The EBRD remains the largest international investor in Serbia’s economy. Since the beginning of its operations in the country, the institution has invested more than €10 billion across over 400 projects. In 2025 alone, the bank committed more than €800 million in financing, with approximately 84 percent directed toward private-sector investments. These figures illustrate the continued importance of international development financing for Serbia’s economic modernization.
The expansion of SME financing reflects a structural shift in Serbia’s economic policy. In previous years, economic development strategies relied heavily on subsidies to attract foreign manufacturing investments. While foreign direct investment remains an important pillar of the economy, policymakers are increasingly focusing on strengthening domestic enterprises capable of generating higher value-added production.

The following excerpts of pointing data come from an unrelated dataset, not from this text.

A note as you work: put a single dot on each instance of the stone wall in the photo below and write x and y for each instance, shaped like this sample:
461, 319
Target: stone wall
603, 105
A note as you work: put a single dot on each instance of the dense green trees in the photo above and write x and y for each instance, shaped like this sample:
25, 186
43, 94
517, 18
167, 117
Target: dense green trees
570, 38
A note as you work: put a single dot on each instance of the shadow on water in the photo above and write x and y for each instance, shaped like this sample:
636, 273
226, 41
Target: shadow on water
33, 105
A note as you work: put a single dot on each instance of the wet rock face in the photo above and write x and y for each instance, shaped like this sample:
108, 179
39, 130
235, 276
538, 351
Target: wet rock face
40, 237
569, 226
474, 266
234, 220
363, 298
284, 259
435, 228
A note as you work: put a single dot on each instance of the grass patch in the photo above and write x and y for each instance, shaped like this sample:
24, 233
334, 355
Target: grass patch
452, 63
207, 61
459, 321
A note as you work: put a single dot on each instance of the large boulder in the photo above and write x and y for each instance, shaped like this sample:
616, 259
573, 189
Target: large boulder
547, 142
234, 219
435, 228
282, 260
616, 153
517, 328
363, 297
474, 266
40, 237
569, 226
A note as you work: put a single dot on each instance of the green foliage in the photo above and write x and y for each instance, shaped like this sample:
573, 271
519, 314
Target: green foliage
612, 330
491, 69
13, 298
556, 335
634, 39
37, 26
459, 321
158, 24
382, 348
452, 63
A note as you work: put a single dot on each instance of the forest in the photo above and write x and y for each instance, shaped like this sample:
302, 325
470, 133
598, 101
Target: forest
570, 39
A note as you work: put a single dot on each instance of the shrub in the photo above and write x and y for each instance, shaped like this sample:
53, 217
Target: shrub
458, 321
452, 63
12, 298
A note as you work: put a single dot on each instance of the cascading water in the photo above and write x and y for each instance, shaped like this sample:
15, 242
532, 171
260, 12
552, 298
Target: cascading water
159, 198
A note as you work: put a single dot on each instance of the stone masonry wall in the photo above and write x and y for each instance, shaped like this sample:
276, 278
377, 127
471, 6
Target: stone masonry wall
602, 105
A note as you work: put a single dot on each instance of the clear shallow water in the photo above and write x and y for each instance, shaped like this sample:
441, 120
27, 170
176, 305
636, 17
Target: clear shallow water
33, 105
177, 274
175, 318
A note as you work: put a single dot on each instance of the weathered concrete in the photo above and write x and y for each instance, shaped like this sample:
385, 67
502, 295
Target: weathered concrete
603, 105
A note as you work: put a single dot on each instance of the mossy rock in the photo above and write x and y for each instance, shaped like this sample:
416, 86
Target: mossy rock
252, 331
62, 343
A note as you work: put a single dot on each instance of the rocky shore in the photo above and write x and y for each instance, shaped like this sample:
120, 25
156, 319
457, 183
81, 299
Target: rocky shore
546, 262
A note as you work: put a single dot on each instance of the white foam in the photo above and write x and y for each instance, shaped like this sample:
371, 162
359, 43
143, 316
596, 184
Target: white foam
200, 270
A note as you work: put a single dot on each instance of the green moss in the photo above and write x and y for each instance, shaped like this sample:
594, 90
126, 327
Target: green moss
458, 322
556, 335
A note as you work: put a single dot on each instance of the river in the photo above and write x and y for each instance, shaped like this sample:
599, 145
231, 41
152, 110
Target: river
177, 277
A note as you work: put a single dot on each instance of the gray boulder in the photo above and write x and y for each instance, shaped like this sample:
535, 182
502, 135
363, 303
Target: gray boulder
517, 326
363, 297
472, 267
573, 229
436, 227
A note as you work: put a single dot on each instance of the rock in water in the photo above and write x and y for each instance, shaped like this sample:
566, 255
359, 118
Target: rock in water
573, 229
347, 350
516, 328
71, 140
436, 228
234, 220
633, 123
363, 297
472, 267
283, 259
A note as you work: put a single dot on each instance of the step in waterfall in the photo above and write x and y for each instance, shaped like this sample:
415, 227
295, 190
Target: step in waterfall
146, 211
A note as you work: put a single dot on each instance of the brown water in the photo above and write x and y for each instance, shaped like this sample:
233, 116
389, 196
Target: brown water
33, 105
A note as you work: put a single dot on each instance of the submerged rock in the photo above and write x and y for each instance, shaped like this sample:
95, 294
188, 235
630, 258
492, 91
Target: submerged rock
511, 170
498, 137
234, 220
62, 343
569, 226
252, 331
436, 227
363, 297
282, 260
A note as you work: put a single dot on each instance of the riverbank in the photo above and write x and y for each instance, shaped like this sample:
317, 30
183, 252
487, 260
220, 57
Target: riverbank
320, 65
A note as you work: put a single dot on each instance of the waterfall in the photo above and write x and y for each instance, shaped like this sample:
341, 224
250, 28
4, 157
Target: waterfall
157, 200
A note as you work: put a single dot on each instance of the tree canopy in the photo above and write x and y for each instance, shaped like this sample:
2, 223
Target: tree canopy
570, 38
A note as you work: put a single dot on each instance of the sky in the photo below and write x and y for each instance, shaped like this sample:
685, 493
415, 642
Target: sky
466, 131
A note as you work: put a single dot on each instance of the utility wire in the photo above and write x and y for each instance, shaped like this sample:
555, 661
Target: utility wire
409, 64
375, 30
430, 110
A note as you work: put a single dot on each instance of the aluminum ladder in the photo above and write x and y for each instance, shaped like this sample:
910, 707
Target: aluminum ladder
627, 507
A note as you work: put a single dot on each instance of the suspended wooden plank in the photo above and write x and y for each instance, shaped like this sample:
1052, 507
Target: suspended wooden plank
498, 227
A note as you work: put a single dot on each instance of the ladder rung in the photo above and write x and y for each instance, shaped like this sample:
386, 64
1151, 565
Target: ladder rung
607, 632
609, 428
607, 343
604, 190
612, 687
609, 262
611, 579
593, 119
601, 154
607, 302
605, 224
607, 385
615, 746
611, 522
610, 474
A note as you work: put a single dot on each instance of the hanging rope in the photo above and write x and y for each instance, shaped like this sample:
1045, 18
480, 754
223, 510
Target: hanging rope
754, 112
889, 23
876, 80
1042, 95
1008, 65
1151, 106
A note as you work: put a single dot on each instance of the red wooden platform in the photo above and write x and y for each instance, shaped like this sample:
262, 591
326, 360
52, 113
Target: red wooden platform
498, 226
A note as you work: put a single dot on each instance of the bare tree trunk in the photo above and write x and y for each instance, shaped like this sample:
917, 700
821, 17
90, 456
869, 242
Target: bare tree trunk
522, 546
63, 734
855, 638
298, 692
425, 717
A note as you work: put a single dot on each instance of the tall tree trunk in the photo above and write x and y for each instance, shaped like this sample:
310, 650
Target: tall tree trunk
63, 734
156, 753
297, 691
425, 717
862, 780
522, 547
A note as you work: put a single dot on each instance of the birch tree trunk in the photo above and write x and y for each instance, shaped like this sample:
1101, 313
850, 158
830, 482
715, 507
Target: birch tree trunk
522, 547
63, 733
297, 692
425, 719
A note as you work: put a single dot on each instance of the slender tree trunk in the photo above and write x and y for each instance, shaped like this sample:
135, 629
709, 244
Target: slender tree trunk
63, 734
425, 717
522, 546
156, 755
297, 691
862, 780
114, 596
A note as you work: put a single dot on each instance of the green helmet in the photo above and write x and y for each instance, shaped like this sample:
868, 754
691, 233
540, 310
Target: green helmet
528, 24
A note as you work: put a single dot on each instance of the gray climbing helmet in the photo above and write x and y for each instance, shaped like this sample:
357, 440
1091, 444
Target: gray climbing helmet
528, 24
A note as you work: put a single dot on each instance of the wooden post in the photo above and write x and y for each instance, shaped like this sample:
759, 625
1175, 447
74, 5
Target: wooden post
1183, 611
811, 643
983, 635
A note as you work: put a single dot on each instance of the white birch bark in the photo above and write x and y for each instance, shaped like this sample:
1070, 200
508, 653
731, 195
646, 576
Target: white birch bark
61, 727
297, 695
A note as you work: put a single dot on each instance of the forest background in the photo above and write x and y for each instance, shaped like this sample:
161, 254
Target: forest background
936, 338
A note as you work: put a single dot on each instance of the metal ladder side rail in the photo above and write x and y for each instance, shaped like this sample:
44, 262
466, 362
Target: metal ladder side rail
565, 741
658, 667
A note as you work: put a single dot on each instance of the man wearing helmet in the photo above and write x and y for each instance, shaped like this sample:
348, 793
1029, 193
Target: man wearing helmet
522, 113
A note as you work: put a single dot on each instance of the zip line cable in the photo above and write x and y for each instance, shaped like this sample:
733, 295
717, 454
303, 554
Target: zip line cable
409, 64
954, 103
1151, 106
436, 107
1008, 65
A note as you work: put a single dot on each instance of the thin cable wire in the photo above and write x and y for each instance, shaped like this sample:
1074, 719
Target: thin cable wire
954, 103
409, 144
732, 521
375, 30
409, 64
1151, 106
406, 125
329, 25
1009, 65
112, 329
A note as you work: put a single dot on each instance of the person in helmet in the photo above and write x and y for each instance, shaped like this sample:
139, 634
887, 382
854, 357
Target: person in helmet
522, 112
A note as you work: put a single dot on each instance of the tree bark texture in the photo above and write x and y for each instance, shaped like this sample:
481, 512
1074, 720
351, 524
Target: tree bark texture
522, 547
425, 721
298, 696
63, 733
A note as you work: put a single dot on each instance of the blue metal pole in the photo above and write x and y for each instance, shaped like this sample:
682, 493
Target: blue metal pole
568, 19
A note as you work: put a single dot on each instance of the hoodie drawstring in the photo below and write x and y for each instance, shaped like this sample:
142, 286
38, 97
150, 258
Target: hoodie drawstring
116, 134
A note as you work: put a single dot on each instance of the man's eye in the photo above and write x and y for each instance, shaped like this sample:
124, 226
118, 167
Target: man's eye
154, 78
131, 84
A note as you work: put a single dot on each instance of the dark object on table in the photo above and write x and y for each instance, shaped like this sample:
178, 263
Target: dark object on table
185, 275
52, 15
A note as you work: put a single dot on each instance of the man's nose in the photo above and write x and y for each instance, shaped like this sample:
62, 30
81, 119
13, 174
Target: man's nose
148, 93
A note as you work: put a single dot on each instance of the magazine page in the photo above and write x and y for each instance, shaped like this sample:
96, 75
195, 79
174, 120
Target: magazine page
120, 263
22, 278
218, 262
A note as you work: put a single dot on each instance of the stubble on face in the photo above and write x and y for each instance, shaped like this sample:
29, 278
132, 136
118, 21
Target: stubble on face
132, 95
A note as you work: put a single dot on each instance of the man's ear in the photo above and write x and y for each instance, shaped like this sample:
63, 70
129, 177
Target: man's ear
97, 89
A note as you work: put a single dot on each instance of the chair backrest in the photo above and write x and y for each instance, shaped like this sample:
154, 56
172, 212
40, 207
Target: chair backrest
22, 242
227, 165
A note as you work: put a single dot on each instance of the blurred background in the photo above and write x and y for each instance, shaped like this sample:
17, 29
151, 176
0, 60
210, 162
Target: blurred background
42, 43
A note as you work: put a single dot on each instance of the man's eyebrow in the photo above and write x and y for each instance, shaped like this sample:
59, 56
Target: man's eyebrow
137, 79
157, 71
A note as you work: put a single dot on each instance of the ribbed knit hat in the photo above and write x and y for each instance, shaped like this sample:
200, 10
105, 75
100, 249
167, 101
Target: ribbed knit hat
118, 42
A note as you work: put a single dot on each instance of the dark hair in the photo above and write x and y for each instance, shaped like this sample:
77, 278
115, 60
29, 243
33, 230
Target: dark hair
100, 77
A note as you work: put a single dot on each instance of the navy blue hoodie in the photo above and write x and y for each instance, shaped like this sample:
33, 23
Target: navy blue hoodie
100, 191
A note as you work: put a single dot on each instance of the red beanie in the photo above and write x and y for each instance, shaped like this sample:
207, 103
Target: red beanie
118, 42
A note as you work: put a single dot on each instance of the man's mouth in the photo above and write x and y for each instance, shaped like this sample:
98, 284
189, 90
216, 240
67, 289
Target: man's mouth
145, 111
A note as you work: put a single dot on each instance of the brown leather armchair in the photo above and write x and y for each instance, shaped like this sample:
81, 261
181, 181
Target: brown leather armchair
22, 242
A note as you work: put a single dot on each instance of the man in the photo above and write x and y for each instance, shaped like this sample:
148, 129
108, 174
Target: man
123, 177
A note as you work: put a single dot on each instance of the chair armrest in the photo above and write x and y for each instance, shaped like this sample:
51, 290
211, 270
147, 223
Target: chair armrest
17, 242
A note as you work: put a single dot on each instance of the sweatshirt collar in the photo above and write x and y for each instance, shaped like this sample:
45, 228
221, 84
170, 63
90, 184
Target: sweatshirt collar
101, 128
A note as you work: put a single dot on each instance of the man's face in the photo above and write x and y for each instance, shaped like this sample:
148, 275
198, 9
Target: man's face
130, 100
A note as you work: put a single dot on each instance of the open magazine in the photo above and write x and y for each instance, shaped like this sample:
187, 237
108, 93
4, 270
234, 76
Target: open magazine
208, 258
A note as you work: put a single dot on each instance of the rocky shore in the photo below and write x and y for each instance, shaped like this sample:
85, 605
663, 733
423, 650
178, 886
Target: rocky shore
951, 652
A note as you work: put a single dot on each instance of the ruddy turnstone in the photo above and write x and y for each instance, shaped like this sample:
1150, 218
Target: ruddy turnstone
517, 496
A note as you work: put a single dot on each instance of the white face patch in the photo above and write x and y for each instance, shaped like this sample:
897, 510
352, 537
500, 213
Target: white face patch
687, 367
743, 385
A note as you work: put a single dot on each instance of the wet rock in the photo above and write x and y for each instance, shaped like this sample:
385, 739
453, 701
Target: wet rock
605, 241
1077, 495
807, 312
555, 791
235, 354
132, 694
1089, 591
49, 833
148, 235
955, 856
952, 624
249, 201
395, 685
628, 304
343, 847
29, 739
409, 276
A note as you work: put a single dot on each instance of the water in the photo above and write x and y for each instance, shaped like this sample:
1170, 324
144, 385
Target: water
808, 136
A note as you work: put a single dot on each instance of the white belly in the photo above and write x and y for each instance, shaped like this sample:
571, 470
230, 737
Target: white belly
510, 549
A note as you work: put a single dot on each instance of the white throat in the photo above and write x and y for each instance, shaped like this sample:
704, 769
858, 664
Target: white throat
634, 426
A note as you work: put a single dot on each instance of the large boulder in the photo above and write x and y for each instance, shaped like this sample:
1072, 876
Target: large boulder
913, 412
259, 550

In parallel with development-bank financing, commercial banks and international lenders are expanding credit lines targeting small and medium-sized companies. The total financing pipeline currently available for Serbian SMEs is estimated to exceed €170 million, combining funding from development banks and private financial institutions. These credit facilities support projects ranging from manufacturing modernization and export expansion to digital transformation.
Improved access to financing is expected to encourage Serbian companies to invest in new technologies, increase productivity and expand into foreign markets. The modernization of domestic enterprises is particularly important for sectors such as metal processing, automotive components and electronics manufacturing, which are increasingly integrated into European industrial supply chains.
The strengthening of Serbia’s banking sector also reflects improvements in macroeconomic stability. Inflation has gradually declined following the global energy price shock earlier in the decade, while public debt levels remain manageable compared with many European economies. These factors contribute to a more stable financial environment in which banks are willing to expand lending to the private sector.
As Serbia continues to integrate into European markets, access to financing will remain a critical factor determining the pace of economic development. The expansion of credit lines for SMEs represents a significant step toward strengthening the domestic business sector and supporting long-term economic growth.